Choosing your Keywords: The Initial Research Keyword research is one of the most important starting points of any internet marketing strategy. This has been stressed over and over again, yet it is either ignored completely or carried out illogically resulting in misleading results! In most cases we make flying guesses as to what keywords are popular in various business niches, yet time and time again after carrying out a properly thought through bit of research you’ll find you where in fact horribly wrong – let your competitors fall in to this trap, but don’t be foolish enough to land there yourself.
I’ve laid out a decent step-by-step approach to deciding what keywords to chase. This entry only entails the initial research; it does not go into estimating exact search densities as can be calculated via a carefully constructed AdWords campaign.
Note: For every step don’t forget to think in the dimensions of time and place!
Step 1: Prospective Keywords To kick this research off you need to assemble a decent list of prospective keywords, before you do this give some careful thought to the following:
- What service or product are you selling?
- What level of knowledge does your end user have? Can you use detailed jargon or are you selling to the layman? Words that you use every day, might be totally foreign to the end user.
- Consider tenses and plurality such as hunt, hunting and hunts
Once you’ve got a few of your own words written down expand on them using:
- A thesaurus.
- Use Google’s Related Searches function - merely plug the keyphrase into Google and have a look at the related searches which can be found by clicking the “Show options” under the Google logo on any search.
- Use Google’s Keyword Tool
- Use Google’s Search-Based Keyword Tool
Obviously chose only those that are relevant.
Time: Old-school terms vs new-school. Old end users vs young. Hot topics? Place: Local is lekker... Local slang or terminology.
Step 2: Estimating Search Volumes You’ll have to estimate and the search volumes of every prospective keyword. The easiest way of doing this is by utilising some of the Google tools above, I would suggest the Keyword Tool. If you have an existing AdWords account you may use the internal keyword tool. To get to this you attempt to add a keyword to an existing ad group and follow the link. You can sort the list according to the search volume by clicking the column title. These figures are very basic, ball-park figures, but a decent starting point.

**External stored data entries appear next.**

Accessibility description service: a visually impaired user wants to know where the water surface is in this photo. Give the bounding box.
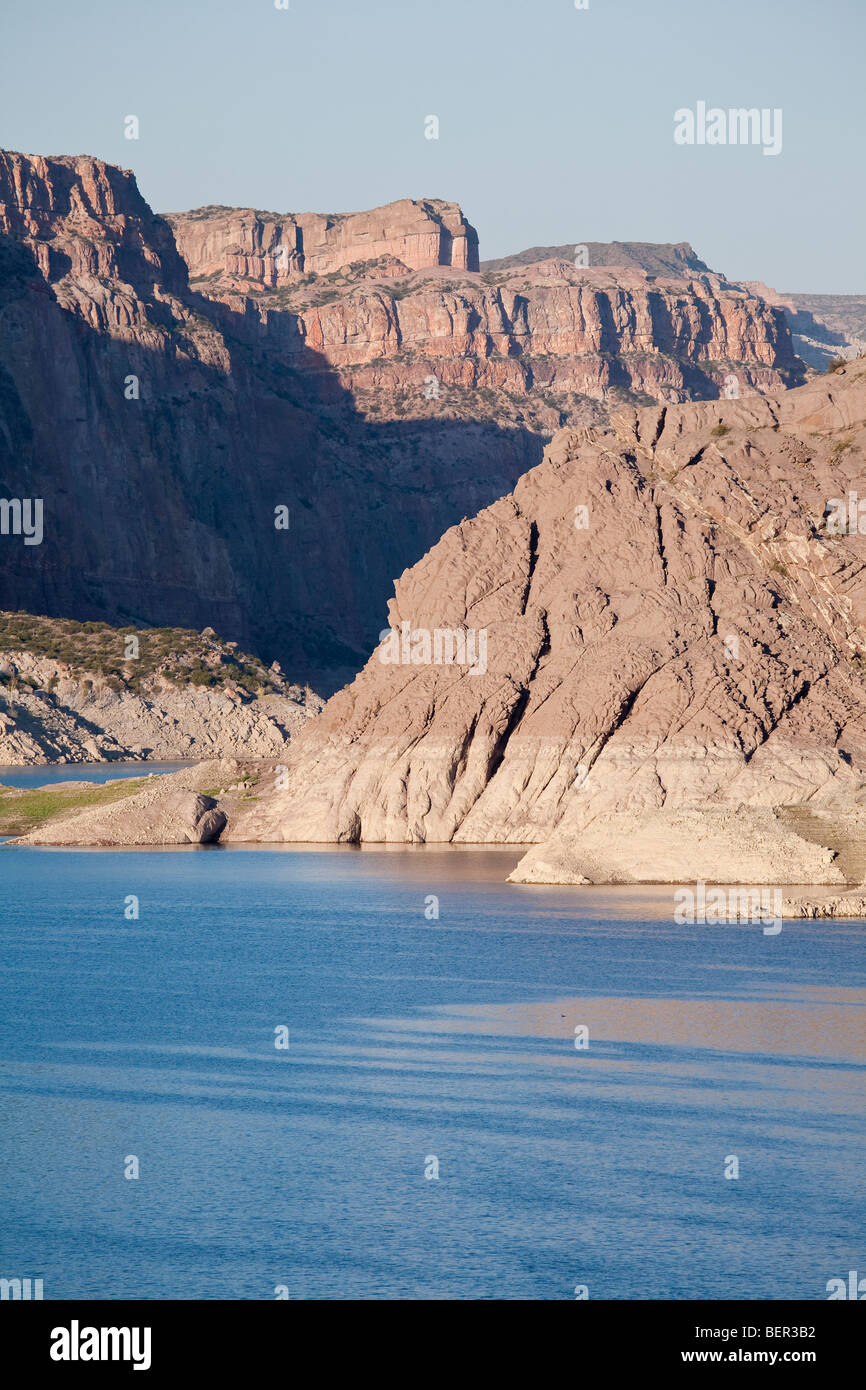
[0,760,191,789]
[0,845,862,1300]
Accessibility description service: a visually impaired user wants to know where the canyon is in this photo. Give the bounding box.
[16,360,866,907]
[0,149,811,693]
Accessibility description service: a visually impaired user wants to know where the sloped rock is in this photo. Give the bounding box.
[16,770,231,846]
[221,361,866,888]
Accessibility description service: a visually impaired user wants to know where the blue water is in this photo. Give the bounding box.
[0,844,863,1300]
[0,761,191,789]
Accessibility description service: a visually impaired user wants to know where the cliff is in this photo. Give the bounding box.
[167,199,804,410]
[0,149,806,692]
[743,280,866,369]
[167,197,479,285]
[20,361,866,877]
[208,360,866,886]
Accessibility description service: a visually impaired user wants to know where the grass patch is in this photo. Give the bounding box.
[830,435,855,458]
[0,777,148,836]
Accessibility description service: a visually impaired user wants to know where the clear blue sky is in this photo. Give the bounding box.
[2,0,863,292]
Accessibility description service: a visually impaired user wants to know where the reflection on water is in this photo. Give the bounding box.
[0,847,863,1300]
[415,989,866,1060]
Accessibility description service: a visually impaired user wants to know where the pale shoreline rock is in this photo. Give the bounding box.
[506,807,847,886]
[780,893,866,919]
[12,760,242,847]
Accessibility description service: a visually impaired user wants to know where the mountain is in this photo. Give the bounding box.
[0,150,805,692]
[481,240,711,277]
[203,359,866,889]
[20,361,866,885]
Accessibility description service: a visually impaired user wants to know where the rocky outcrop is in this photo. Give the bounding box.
[0,149,806,692]
[744,281,866,370]
[0,661,320,765]
[0,617,321,764]
[207,361,866,888]
[15,764,230,845]
[0,150,186,293]
[167,198,479,286]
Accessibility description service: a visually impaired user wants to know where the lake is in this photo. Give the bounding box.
[0,840,863,1300]
[0,760,193,790]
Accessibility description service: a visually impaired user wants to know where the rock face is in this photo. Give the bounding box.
[744,282,866,370]
[0,149,805,691]
[218,360,866,887]
[0,650,321,765]
[0,151,187,294]
[167,198,479,286]
[221,259,801,406]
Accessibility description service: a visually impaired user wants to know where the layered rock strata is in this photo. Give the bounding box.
[212,361,866,888]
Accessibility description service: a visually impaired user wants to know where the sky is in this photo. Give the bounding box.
[1,0,863,293]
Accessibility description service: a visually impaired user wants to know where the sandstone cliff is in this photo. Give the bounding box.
[167,198,479,286]
[0,149,805,693]
[743,281,866,370]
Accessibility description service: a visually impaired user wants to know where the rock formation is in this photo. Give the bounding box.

Time & place: Run the words through
Google’s Insight for Search Tool. This will allow you to look at the keyword use over the last few days, weeks, months and even years in different locations down to provincial level. Compare keywords at the same time by adding a search term... Very nice!
Step 3: Evaluating Your Competition This is where it gets particularly intelligent – it’s no use chasing after a keyword just because it’s the most common if you’ll never achieve it. You need to look at how tough the competition is.
Set Google to your target location and search the term. Have a look at the top 5 or 6 pages, analyse the following:
- Domain age
- PR
- Incoming Links
- Alexa Rank
You can do all of this super easily by using the
SeoQuake Mozilla add-on.
Also look at the number of indexed pages for each term.
Step 4: Evaluate Your Site Have a look at the same aspects as highlighted above.
Step 5: Decide the Winner! Once you’ve collated all the data have a good look over the numbers and weigh up the differences. To re-iterate – the keyword most in demand is often not the ideal target due to impenetrable competition. Catching a guaranteed 5% of a less searched term is far more worthwhile than catching nothing of an extremely popular search term.